DHCP, Network Manager, Centos 7 – the curious case of two IPs working at the same time

Messing around with DHCP for the raspberry pi that’s going to be aggregating syslogs.

  • Raspberry Pi running 32 bit Centos 7;  primary interface addressed using DHCP.
  • I assigned it a static DHCP allocation, a different IP.
  • Restarted the NetworkManager service.
  • Nothing seemed to happen.
  • Logged out, logged back in (using the original IP.)
  • Still works.

I guess restarting Network Manager doesn’t restart the interfaces.

But ..

$ ssh root@192.168.1.247
[..]
# ifconfig eth0
eth0: flags=4163<UP,BROADCAST,RUNNING,MULTICAST> mtu 1500
         inet 192.168.1.221 netmask 255.255.255.0 broadcast 192.168.1.255
         <snip>

It did.  But hang on … the IP address is not the one I accessed the server with!

# ip a list
1: lo: <LOOPBACK,UP,LOWER_UP> 
   <snip> 
2: eth0: <BROADCAST,MULTICAST,UP,LOWER_UP> mtu 1500 qdisc pfifo_fast state UP group default qlen 1000
    <snip>
    inet 192.168.1.221/24 brd 192.168.1.255 scope global noprefixroute dynamic eth0
       valid_lft 863962sec preferred_lft 863962sec
    inet 192.168.1.247/24 brd 192.168.1.255 scope global secondary noprefixroute dynamic eth0
       valid_lft 36515sec preferred_lft 36515sec
    <snip>

Of interest:

  1. It’s kept the old IP alive; I assume for the duration of the lease.
  2. A use case where ‘ip’ definitely trumps ‘ifconfig’. (old dog, new tricks)
  3. Not expected behaviour. Nice, but not expected.

Also: useful. Puppet is telling logging clients to use the old IP.  I need a bit of time to push around the IP change: Network Manager has handled the transition for me.

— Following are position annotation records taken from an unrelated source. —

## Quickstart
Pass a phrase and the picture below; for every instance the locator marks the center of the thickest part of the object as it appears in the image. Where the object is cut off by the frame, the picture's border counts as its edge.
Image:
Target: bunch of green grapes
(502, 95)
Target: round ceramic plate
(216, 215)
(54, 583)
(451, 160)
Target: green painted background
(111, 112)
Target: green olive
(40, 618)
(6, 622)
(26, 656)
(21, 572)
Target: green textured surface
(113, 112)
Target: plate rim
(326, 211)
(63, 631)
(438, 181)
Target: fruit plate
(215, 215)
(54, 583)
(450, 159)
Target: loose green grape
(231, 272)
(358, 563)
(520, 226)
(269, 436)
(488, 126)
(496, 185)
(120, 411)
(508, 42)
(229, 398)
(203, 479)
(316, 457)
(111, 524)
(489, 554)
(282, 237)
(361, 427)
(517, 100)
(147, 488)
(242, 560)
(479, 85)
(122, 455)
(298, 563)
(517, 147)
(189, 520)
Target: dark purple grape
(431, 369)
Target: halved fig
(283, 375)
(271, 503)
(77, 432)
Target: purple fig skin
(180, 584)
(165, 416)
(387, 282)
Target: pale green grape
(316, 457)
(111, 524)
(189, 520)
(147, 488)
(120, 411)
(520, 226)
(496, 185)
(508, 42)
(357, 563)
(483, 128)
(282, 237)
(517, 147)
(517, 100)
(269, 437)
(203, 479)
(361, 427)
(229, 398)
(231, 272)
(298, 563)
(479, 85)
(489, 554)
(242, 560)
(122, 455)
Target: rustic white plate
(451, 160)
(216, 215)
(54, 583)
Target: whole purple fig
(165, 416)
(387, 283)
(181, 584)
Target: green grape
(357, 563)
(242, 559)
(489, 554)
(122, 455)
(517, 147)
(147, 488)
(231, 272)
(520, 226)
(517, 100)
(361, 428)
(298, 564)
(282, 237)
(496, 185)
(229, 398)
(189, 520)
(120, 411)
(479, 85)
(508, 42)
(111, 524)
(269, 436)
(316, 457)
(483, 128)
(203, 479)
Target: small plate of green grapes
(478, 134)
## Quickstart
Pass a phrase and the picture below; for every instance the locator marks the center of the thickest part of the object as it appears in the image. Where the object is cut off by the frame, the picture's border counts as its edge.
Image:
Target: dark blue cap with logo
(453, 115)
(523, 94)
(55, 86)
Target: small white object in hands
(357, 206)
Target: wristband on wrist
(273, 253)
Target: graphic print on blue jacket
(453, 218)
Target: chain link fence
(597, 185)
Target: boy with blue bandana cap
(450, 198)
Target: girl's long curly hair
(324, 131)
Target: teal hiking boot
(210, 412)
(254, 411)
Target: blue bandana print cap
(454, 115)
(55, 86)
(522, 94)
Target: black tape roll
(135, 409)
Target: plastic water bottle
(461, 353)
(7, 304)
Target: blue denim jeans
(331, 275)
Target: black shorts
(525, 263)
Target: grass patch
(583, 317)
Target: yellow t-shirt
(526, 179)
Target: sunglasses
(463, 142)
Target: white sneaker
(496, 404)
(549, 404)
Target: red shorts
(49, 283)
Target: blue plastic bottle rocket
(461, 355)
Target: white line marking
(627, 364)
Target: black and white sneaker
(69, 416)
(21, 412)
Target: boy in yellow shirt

Original plan was a static IP for logging. But I hoped to keep DHCP for the host, because it turns out Network Manager is getting configured much better with DHCP than it would with a static IP.  The network manager module I’ve downloaded for Puppet isn’t as simple as it first looked, and needs some testing and investigation – so I’ve left that addition on the backlog.